The palpable sense of longing in “Roscoe” is the crux of its appeal, I think. In his enthusiastic review back in 2006 for The AV Club, Noel Murray wrote that the song, and really the whole album, is “so commanding that there's no better way to react to it than to find a window to stare through — preferably one facing a grove of trees, swaying in an autumn wind.” It’s the sound that comes from Denton, drawing from decades of classic rock and looking to the ancient world for inspiration, that sounds so haunted and distant, yet warm and transportive.
As “Roscoe” continues, Smith compares himself and his love to these pre-industrial people of 1891, who built their houses of cedar and stone.
“Oh, they’re a little like you, and
They’re a little like me
We have all we need”
There’s a simple sweetness of this statement, a purity in how he looks at his partner.
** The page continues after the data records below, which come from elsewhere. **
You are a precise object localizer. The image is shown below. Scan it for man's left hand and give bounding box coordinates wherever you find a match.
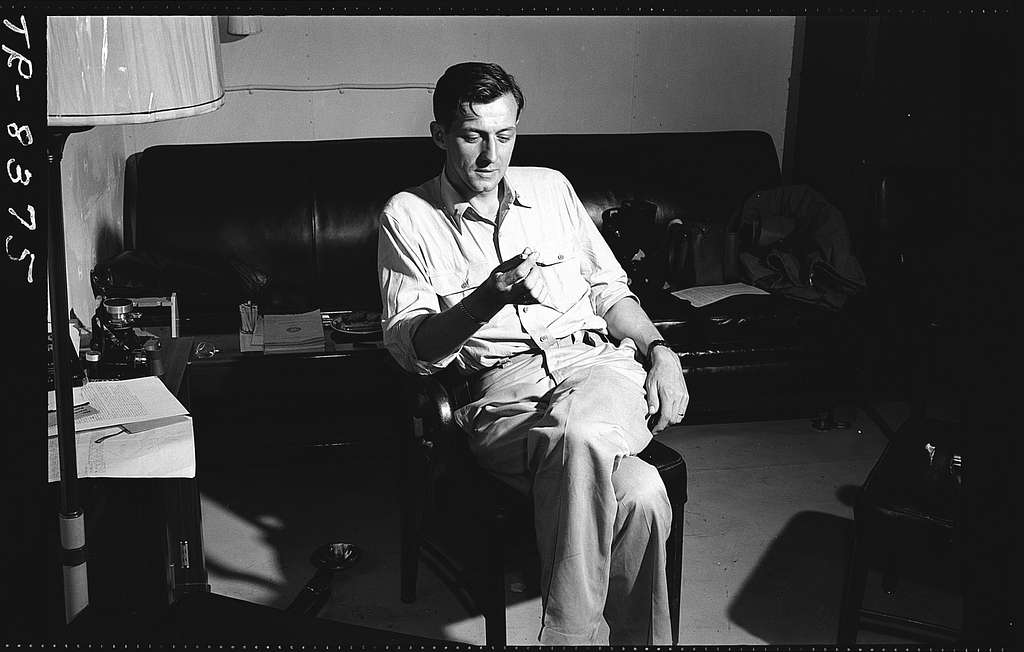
[644,346,690,435]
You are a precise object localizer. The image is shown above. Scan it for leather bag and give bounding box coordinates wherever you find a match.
[666,218,739,290]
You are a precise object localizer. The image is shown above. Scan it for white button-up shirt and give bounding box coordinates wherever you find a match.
[377,167,636,375]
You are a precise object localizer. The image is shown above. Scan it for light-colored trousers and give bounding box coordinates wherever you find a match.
[455,333,672,645]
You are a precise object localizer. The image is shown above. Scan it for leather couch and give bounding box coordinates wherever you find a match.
[110,131,857,422]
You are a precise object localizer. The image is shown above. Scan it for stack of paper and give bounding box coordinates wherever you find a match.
[47,376,196,482]
[263,309,326,353]
[672,282,768,308]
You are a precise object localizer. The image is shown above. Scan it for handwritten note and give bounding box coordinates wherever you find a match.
[47,376,188,437]
[47,416,196,482]
[672,282,768,308]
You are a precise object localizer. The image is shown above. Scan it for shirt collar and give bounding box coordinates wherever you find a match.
[439,168,530,226]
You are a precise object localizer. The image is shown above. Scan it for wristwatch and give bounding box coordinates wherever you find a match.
[647,340,672,362]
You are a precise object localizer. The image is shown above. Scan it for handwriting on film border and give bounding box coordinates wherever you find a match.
[0,14,37,284]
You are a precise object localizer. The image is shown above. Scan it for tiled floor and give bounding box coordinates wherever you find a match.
[193,404,958,645]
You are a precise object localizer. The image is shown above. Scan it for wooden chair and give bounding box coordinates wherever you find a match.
[400,370,686,646]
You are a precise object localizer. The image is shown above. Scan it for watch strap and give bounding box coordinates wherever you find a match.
[646,340,672,361]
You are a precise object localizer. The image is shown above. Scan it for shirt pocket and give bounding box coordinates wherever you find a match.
[537,246,590,312]
[430,265,490,310]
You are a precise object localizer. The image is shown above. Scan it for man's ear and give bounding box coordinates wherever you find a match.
[430,121,447,150]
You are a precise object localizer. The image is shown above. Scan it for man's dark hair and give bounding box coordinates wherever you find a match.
[434,61,526,129]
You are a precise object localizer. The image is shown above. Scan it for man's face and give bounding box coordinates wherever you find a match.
[430,93,517,201]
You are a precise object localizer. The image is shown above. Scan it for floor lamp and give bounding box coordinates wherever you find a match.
[46,16,224,622]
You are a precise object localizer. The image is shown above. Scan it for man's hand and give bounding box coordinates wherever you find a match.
[644,346,690,435]
[483,247,550,305]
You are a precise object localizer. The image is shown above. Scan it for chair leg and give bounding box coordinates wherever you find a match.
[665,501,683,645]
[837,518,867,646]
[398,419,426,603]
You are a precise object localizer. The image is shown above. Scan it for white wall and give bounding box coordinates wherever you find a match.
[125,16,795,160]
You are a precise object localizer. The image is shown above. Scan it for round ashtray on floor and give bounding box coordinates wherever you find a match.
[309,541,359,570]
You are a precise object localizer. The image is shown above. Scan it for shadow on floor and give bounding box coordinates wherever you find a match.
[195,444,534,644]
[727,512,853,645]
[727,505,963,645]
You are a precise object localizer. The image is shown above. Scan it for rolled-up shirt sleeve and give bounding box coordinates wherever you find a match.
[377,205,458,376]
[563,171,640,318]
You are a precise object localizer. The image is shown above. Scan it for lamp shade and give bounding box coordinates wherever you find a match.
[227,15,263,36]
[46,15,224,126]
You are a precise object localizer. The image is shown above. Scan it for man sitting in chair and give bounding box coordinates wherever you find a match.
[378,62,689,645]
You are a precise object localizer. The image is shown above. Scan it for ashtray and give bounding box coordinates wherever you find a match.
[325,310,381,335]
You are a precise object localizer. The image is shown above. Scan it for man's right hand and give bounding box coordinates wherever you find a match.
[483,247,550,305]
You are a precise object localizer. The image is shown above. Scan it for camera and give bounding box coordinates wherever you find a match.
[86,298,163,380]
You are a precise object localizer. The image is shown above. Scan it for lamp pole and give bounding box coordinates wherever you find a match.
[46,127,91,622]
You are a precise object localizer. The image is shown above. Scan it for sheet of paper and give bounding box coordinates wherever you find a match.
[672,282,768,308]
[47,376,188,437]
[47,416,196,482]
[263,309,324,347]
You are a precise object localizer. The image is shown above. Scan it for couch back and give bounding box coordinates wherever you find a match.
[124,131,781,325]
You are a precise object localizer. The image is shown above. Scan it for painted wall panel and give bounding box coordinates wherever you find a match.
[631,16,796,161]
[125,16,795,153]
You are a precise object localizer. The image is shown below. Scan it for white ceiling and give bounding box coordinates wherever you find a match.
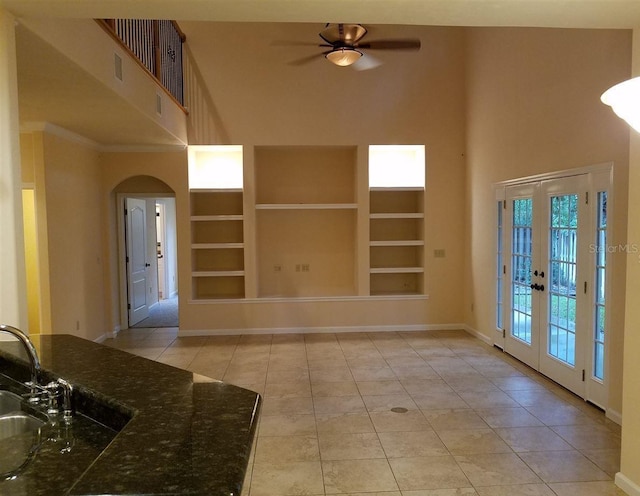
[5,0,640,146]
[0,0,640,28]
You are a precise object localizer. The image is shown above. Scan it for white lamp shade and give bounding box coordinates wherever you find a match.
[325,48,362,67]
[600,77,640,132]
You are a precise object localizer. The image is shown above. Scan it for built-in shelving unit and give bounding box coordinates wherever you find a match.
[369,146,424,296]
[189,147,245,300]
[254,146,358,298]
[369,188,424,295]
[191,189,244,299]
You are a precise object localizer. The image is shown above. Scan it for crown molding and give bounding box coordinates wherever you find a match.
[20,122,101,150]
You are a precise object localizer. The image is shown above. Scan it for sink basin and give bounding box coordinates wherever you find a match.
[0,412,44,440]
[0,390,22,415]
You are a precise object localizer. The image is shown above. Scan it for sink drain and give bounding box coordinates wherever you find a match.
[391,406,409,413]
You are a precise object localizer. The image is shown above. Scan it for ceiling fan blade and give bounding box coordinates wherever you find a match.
[355,39,421,50]
[351,54,382,71]
[287,50,330,66]
[270,40,331,47]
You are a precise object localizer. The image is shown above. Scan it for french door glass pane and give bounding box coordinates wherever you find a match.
[496,201,504,329]
[547,194,578,365]
[592,191,607,380]
[511,198,533,344]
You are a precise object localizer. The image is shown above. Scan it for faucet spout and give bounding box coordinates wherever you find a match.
[0,324,41,392]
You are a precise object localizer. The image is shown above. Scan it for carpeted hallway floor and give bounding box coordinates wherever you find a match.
[130,295,178,329]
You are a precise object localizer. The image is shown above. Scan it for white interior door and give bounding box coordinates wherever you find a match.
[125,198,150,326]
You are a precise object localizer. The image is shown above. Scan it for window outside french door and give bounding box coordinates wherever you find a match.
[496,171,610,406]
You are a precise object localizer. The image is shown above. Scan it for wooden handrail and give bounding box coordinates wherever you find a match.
[96,19,187,113]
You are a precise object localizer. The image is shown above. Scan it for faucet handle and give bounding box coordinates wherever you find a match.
[43,381,62,415]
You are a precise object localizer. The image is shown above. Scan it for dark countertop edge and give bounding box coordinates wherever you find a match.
[1,335,262,496]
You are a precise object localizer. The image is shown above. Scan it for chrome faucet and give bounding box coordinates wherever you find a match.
[0,324,41,401]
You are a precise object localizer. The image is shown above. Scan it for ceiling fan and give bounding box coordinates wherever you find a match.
[284,23,420,69]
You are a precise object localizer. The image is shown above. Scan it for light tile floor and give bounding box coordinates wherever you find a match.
[105,328,624,496]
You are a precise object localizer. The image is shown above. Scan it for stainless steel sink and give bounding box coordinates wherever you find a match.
[0,390,45,440]
[0,412,44,440]
[0,390,22,415]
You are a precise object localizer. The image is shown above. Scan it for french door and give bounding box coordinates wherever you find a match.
[501,174,608,405]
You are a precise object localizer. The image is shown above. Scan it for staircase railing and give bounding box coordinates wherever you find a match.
[98,19,186,107]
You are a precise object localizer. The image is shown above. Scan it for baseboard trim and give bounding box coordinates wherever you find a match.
[462,324,493,346]
[605,408,622,425]
[615,472,640,496]
[178,324,465,337]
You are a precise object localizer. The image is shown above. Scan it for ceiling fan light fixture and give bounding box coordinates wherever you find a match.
[325,47,362,67]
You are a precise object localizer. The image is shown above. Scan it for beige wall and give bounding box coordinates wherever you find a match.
[616,29,640,495]
[465,28,631,412]
[181,22,465,329]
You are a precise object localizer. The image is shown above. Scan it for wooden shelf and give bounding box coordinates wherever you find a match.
[369,188,424,296]
[369,186,424,192]
[189,188,242,193]
[191,214,244,222]
[256,203,358,210]
[369,239,424,246]
[369,212,424,219]
[190,189,245,300]
[191,270,244,277]
[191,243,244,250]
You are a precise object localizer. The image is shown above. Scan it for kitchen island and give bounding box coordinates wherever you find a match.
[0,335,261,496]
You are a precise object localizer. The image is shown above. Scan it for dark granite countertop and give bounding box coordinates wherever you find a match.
[0,335,260,496]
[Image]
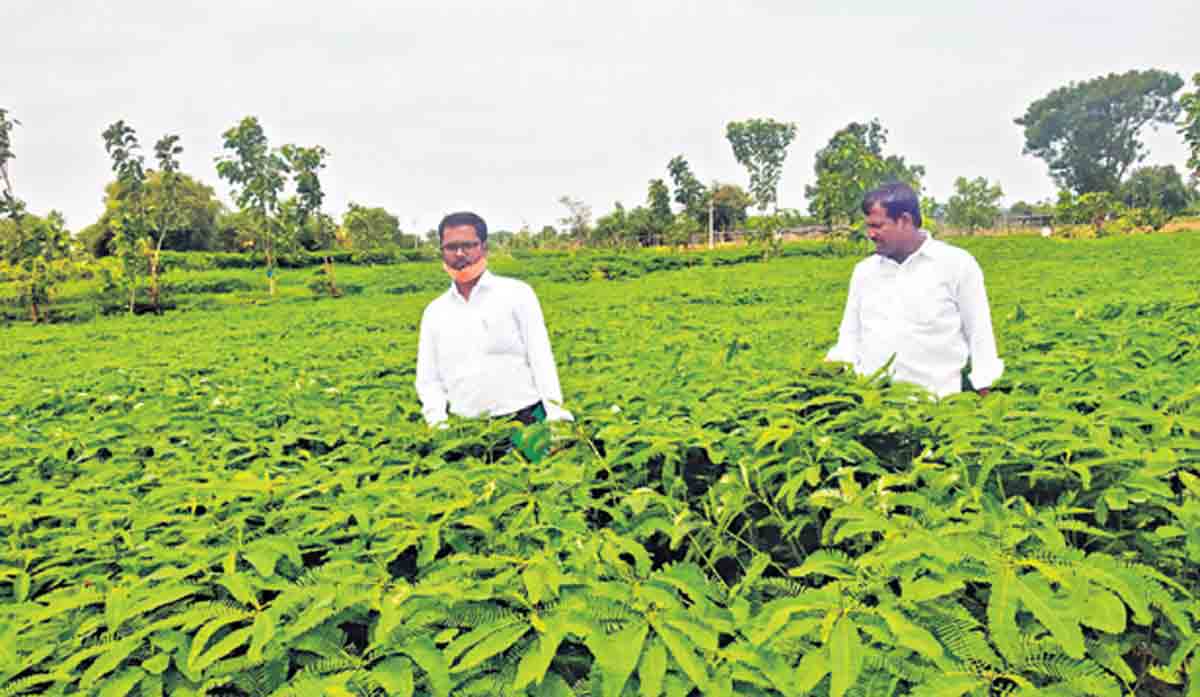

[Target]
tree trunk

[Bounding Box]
[266,240,275,298]
[150,239,162,314]
[324,256,342,298]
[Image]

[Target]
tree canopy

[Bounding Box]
[804,119,925,227]
[1015,70,1183,193]
[725,119,796,211]
[945,176,1004,230]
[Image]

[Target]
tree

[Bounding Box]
[1120,164,1195,217]
[0,211,77,323]
[77,170,224,258]
[102,120,150,314]
[0,108,71,323]
[667,155,708,222]
[725,119,796,211]
[280,145,342,298]
[710,181,754,232]
[143,136,184,313]
[1008,200,1033,216]
[945,176,1004,233]
[646,179,673,227]
[592,200,626,247]
[804,119,925,228]
[1015,70,1183,193]
[1180,73,1200,180]
[217,116,292,295]
[558,196,592,242]
[342,202,404,250]
[0,108,25,220]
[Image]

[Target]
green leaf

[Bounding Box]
[188,627,253,673]
[217,573,259,608]
[587,621,650,697]
[512,618,566,691]
[1076,587,1126,635]
[371,656,413,697]
[650,620,708,691]
[796,645,833,693]
[529,673,575,697]
[878,609,942,659]
[97,666,146,697]
[637,637,667,697]
[450,623,532,673]
[912,675,988,697]
[79,636,142,690]
[829,615,863,697]
[1013,575,1086,659]
[400,637,450,697]
[142,654,170,675]
[787,549,854,579]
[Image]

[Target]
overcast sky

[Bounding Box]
[0,0,1200,230]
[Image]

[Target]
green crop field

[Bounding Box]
[0,235,1200,697]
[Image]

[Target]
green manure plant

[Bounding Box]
[0,235,1200,697]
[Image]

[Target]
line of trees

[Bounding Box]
[0,70,1200,320]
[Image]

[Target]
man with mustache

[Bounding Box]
[826,182,1004,397]
[416,212,572,426]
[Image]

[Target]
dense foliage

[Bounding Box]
[0,231,1200,697]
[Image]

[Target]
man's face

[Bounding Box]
[866,204,917,260]
[442,226,487,269]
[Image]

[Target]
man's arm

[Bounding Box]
[416,308,446,426]
[826,266,863,365]
[517,283,575,421]
[959,258,1004,395]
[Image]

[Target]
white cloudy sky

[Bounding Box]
[0,0,1200,230]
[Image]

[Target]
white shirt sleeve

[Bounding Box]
[826,266,863,365]
[959,258,1004,390]
[416,308,446,426]
[517,288,575,421]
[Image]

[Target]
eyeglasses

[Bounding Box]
[442,240,479,254]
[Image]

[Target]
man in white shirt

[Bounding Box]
[826,182,1004,397]
[416,212,572,426]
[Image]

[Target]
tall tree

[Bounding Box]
[217,116,292,295]
[945,176,1004,233]
[804,119,925,228]
[710,182,754,232]
[145,136,184,312]
[1120,164,1195,218]
[0,108,71,323]
[1180,73,1200,180]
[646,179,673,226]
[342,202,404,250]
[78,169,223,257]
[0,108,25,221]
[558,196,592,242]
[280,145,342,298]
[1015,70,1183,193]
[725,119,796,211]
[102,120,150,314]
[667,155,708,222]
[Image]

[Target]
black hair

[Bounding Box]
[863,181,920,228]
[438,211,487,242]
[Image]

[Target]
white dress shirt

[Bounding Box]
[416,271,572,425]
[826,233,1004,397]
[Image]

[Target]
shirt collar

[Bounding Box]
[449,269,496,302]
[876,229,941,266]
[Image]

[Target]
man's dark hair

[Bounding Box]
[863,181,920,228]
[438,211,487,242]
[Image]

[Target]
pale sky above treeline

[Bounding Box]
[0,0,1200,232]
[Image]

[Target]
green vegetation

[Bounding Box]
[0,235,1200,697]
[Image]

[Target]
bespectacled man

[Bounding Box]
[416,212,572,426]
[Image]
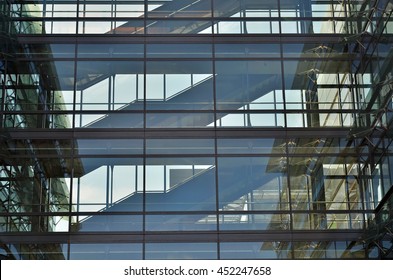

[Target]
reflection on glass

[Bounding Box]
[145,243,217,260]
[70,243,142,260]
[145,158,216,211]
[220,241,291,260]
[218,157,288,210]
[146,214,217,231]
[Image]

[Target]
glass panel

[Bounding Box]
[70,243,142,260]
[146,113,214,128]
[146,61,213,110]
[76,139,143,155]
[146,139,214,155]
[146,42,212,58]
[218,157,288,211]
[147,0,211,18]
[145,158,216,211]
[73,160,143,212]
[78,42,143,58]
[71,214,143,232]
[216,61,282,110]
[217,138,285,154]
[146,19,212,35]
[146,214,217,231]
[214,43,280,58]
[220,241,291,260]
[145,243,217,260]
[219,214,290,230]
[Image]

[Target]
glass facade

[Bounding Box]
[0,0,393,260]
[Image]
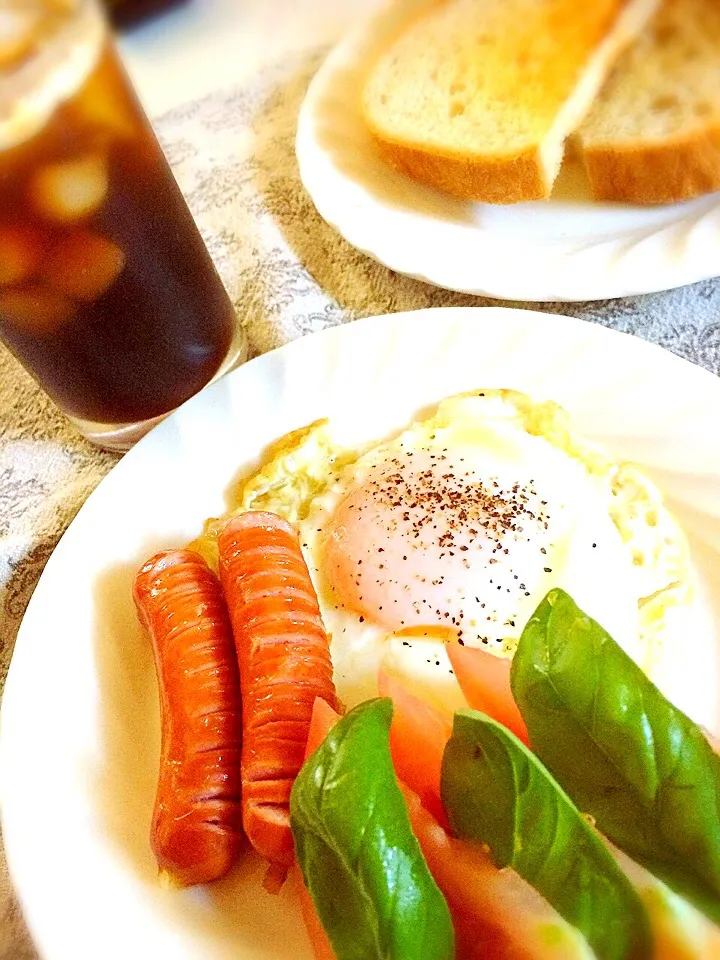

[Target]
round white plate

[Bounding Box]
[296,0,720,301]
[0,308,720,960]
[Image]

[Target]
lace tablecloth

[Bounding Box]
[0,51,720,960]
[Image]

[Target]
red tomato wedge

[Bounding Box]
[378,669,452,825]
[403,789,590,960]
[294,696,589,960]
[447,643,529,744]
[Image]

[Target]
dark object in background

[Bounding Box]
[103,0,189,27]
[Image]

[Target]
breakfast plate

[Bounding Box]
[0,308,720,960]
[296,0,720,301]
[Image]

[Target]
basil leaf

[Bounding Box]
[441,710,651,960]
[511,590,720,922]
[290,698,454,960]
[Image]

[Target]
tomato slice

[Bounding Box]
[403,789,592,960]
[447,643,529,745]
[378,669,452,826]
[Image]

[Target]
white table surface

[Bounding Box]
[119,0,377,116]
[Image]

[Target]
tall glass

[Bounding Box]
[0,0,246,450]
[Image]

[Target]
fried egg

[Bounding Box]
[204,391,687,708]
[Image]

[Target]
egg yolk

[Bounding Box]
[323,450,567,646]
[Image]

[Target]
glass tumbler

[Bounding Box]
[0,0,247,450]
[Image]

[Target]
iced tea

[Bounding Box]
[0,0,245,447]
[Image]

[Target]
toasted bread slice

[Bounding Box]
[363,0,657,203]
[577,0,720,203]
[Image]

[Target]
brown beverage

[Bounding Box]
[0,0,245,446]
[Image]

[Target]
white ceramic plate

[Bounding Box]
[0,308,720,960]
[297,0,720,301]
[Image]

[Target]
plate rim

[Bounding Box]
[0,306,720,960]
[295,0,720,303]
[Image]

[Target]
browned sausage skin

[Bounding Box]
[134,550,242,886]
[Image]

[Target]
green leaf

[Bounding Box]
[290,699,454,960]
[441,710,651,960]
[511,590,720,922]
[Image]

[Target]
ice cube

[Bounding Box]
[73,50,138,139]
[0,226,42,287]
[0,4,41,67]
[0,286,75,334]
[30,155,109,223]
[43,230,125,301]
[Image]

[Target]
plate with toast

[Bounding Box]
[296,0,720,302]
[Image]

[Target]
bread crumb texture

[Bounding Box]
[578,0,720,203]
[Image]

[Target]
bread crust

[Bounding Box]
[373,133,552,204]
[582,118,720,204]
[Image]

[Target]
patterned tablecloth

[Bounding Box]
[0,51,720,960]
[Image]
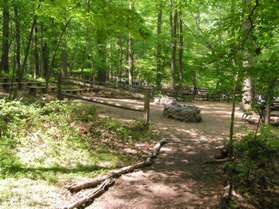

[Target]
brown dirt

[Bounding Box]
[72,99,247,209]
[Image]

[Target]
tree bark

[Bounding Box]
[63,178,115,209]
[34,23,41,78]
[170,0,177,89]
[42,43,49,89]
[66,139,168,192]
[156,0,163,89]
[242,0,256,110]
[18,16,37,89]
[1,0,10,73]
[128,0,135,86]
[96,30,107,84]
[179,9,184,82]
[14,5,21,78]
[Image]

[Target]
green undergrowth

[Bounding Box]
[0,100,156,208]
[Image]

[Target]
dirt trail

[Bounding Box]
[82,100,246,209]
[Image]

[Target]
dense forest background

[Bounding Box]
[1,0,279,100]
[0,0,279,209]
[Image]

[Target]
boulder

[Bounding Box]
[154,96,177,106]
[163,104,202,123]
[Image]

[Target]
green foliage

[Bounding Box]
[225,127,279,208]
Whatever time and place they find themselves, whatever names they call each other, they have all they need within each other. And as that tone carries into the rest of the album and tracks like “Head Home,” we know all they need is a roof over their heads and each other, safety and security, and a feeling of contentment and oneness with the universe, the earth, the village. When I listen to “Roscoe” I feel that longing and that contentment, and it’s a complex feeling that exists outside of time, much like Midlake’s music. The best part of writing Van Occupanther and “Roscoe” is listening to it most of this week, and now that it’s finished, I don’t think I’ll stop listening anytime soon.